The soldiers arrive, General Mustache in the front, covered in bloody bandages. Zits suddenly finds it harder to pull the trigger than he had hoped, and he weeps and screams. Then, he closes his eyes.
Gus is a polar opposite to the Indian boy, in terms of experience, race, and age. He now engages his Irish identity where he had before engaged his pure Indian identity, and has both the wisdom and training of age. However, he has issues with this identity as well. He is ashamed by the pain brought by old age, and finds himself compelled towards slaughter.
Though Alexie's and Zits's sympathies are obviously with the Native Americans, the question of violence has been significantly complicated by this point in the novel. Everyone has shown themselves capable of atrocity. By viewing it from so many distinctive viewpoints, Zits is realizing that any people can justify hatred and murder of another people if conditions are bad enough.
Zits realizes the power of rage when Gus's anger overpowers Zits's agency while they share the soldier's body. When he tries to change Gus's path, he is overcome by the memories of atrocities committed by the Native Americans. General Mustache's speech - in which he calls for the “swift and deadly blow of justice” - puts Zits in a situation parallel to that which started his journey. He is controlled by anger and hatred, and directed by a charismatic figure (Justice in the early chapters, General Mustache here). However, the repeated patterns now pose Zits with questions about justice and revenge, and whether there is any distinction between atrocious acts of violence.
Partly, the lack of control is an effective way for Alexie to expose Zits to violence without making him complicit for it. He sees the most vicious acts yet committed, including rape and the murder of innocents. For the first time, he gets a sense of how the bank murders must appear to the outside world, to someone outside his own perspective. More than ever before, right in front of his face, he must confront the truth of what he he has done. The more intense descriptions here reflect that he actually observes these murders, whereas he was earlier blind to what he had done.
In the midst of this self-realization, he is given a chance to commit a small act of kindness. In contrast to his own sin, he confronts the example of Small Saint, who acts solely out of a sense of duty and instinctive kindness. In this way, Small Saint evokes Office Dave, both of whom Zits admires partly because he does not believe himself capable of their goodness.

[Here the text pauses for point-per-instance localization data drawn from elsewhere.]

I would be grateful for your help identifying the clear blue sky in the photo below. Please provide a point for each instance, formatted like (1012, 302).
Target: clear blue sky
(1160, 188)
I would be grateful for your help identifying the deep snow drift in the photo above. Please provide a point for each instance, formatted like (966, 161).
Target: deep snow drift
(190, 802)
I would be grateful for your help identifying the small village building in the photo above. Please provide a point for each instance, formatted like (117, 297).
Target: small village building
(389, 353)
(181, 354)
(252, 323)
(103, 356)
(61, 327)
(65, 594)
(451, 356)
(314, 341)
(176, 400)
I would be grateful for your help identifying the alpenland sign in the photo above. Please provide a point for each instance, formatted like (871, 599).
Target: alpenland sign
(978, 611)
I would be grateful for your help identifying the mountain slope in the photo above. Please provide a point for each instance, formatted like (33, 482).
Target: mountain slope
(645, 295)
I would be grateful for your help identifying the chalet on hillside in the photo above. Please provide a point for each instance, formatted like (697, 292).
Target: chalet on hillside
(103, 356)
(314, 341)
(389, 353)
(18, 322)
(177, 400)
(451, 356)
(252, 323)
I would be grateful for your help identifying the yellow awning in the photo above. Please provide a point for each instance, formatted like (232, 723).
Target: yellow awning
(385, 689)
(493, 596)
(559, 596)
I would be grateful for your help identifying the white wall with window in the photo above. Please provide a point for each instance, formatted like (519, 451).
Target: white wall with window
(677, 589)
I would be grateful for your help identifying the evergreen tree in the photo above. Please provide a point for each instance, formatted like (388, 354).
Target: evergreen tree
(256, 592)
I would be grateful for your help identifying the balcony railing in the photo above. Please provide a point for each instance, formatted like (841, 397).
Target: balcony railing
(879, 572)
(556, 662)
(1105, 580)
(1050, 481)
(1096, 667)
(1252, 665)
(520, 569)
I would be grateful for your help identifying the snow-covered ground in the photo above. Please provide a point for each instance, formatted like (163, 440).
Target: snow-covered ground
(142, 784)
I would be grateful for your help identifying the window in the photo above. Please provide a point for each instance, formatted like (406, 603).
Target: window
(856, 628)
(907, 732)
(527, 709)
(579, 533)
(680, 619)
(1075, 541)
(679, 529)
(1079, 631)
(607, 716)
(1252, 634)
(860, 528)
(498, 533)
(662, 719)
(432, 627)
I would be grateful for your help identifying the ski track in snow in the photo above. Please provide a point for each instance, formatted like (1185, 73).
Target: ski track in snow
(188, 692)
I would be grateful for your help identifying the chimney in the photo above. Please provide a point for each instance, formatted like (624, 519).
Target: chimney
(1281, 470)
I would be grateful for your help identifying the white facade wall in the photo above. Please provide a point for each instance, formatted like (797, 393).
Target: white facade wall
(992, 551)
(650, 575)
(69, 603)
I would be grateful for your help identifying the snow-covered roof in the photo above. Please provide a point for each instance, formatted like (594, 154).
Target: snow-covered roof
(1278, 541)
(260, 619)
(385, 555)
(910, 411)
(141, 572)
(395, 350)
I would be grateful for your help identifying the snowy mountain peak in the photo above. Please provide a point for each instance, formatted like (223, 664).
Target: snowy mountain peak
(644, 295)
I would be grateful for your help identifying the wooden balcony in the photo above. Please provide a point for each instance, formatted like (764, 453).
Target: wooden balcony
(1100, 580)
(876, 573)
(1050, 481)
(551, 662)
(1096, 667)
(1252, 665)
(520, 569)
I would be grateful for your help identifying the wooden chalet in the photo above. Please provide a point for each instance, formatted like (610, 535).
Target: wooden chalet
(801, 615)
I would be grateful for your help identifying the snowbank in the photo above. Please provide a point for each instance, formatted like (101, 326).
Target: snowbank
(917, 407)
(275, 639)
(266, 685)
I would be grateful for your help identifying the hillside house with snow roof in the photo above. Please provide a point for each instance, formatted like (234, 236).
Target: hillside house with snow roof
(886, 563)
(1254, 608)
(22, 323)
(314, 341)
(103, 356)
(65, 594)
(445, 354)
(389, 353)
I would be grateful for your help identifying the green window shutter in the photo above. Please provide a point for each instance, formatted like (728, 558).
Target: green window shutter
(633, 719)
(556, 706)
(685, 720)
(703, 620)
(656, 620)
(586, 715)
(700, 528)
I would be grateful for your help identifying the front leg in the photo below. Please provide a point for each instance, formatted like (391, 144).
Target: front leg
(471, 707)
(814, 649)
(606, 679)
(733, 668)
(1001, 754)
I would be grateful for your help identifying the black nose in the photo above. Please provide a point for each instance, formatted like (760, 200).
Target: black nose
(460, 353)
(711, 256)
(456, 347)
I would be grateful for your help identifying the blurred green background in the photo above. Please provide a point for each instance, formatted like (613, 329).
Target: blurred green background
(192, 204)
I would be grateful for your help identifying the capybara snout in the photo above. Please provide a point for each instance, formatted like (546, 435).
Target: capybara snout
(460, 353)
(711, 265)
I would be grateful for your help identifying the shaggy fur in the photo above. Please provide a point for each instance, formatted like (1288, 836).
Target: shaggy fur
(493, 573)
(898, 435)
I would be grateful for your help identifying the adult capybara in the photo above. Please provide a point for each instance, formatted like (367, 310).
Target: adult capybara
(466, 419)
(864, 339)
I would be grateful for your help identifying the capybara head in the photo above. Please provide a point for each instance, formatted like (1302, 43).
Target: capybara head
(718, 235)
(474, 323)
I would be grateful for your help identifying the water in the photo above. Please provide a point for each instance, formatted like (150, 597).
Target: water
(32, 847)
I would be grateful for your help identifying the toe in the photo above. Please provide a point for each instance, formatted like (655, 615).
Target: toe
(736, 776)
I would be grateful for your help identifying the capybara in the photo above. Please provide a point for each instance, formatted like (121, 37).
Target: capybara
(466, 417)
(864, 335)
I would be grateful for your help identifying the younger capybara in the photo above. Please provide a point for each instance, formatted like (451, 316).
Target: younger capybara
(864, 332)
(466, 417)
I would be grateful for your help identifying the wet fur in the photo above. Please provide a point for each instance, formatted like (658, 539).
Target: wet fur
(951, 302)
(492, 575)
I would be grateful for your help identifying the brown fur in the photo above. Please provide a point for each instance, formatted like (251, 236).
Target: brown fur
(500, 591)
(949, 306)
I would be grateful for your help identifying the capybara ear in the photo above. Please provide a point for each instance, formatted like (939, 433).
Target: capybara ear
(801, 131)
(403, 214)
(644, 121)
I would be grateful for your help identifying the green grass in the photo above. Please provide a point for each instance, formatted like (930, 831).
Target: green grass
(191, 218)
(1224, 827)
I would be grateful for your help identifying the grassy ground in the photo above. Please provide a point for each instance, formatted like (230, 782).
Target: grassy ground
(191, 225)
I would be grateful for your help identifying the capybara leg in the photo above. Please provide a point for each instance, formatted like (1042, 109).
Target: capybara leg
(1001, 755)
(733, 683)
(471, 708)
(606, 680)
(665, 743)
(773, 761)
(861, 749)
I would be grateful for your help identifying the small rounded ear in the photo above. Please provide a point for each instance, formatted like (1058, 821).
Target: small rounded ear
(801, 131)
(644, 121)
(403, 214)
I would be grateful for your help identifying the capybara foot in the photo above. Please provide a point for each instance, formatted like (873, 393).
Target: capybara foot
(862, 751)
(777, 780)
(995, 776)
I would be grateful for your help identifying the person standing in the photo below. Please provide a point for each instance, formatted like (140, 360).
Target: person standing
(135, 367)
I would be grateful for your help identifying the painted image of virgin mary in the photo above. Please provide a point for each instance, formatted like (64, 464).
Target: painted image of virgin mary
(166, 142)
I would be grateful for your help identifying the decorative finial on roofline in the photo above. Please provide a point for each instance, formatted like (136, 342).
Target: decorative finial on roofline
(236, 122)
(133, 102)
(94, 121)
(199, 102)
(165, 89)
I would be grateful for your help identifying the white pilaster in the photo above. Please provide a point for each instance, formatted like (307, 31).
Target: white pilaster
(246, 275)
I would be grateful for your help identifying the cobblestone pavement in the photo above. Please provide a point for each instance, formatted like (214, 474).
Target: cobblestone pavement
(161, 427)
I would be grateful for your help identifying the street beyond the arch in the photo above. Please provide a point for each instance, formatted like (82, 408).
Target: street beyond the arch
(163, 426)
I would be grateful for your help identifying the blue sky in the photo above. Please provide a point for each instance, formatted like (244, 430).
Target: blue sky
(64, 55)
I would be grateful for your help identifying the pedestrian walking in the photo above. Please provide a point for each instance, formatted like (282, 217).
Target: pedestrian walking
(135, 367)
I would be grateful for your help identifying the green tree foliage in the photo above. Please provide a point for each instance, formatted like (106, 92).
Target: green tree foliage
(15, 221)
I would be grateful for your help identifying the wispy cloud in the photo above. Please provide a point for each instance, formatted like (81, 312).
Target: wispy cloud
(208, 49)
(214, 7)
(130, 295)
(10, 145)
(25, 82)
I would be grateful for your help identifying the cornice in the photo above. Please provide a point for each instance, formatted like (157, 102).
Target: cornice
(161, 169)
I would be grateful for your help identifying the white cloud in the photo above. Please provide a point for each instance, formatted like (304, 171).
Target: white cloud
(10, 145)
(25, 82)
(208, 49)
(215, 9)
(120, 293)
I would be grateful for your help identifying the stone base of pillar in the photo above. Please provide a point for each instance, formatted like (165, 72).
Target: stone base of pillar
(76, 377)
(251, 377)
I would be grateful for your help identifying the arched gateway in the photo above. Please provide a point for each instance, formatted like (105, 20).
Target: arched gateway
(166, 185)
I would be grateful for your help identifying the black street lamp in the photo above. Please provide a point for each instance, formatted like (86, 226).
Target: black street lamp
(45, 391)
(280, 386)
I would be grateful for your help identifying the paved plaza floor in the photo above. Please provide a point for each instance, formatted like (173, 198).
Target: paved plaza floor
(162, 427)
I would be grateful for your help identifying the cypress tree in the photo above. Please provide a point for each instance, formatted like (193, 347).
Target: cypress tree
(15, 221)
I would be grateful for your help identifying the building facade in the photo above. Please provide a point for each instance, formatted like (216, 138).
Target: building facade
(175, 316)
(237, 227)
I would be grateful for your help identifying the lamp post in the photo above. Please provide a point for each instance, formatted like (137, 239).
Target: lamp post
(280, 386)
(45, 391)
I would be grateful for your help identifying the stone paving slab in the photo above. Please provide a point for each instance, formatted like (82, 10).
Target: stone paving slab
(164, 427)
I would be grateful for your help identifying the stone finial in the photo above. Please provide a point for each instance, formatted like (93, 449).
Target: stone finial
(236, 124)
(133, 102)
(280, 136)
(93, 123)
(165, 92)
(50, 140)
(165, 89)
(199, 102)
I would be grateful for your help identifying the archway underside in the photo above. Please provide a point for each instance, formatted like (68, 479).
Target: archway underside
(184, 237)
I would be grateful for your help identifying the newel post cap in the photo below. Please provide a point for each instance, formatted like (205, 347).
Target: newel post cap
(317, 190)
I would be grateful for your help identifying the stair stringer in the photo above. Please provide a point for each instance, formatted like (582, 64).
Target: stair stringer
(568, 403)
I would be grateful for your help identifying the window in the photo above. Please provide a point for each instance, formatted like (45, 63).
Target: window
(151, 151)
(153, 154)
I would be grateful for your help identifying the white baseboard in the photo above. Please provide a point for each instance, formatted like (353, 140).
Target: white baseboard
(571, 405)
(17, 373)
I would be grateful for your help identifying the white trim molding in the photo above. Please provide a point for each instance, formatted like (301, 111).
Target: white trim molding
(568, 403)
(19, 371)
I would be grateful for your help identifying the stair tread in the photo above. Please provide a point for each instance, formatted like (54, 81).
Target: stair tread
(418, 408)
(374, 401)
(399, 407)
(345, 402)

We realize how he has grown because he now observes the possibility that he too can aim at goodness. In his previous transformation, Zits learns that he can make decisions, and he here learns to see the truth of atrocity or kindness for what it is. Where he before has ignored Office Dave's example, he here is inspired by Small Saint to push his body to its limits to protect Bow Boy. In fact, one can interpret the limits of arthritis as a symbol of Zits's emotional defenses. In order to perform kindness, he must open himself to emotions, much as Gus must push through the pain in his joints. And as a result, he achieves greater results. In the previous transformation, he abstained from violence, but did not actively resist it. Here, he is ready to die in order to prohibit it from happening any further.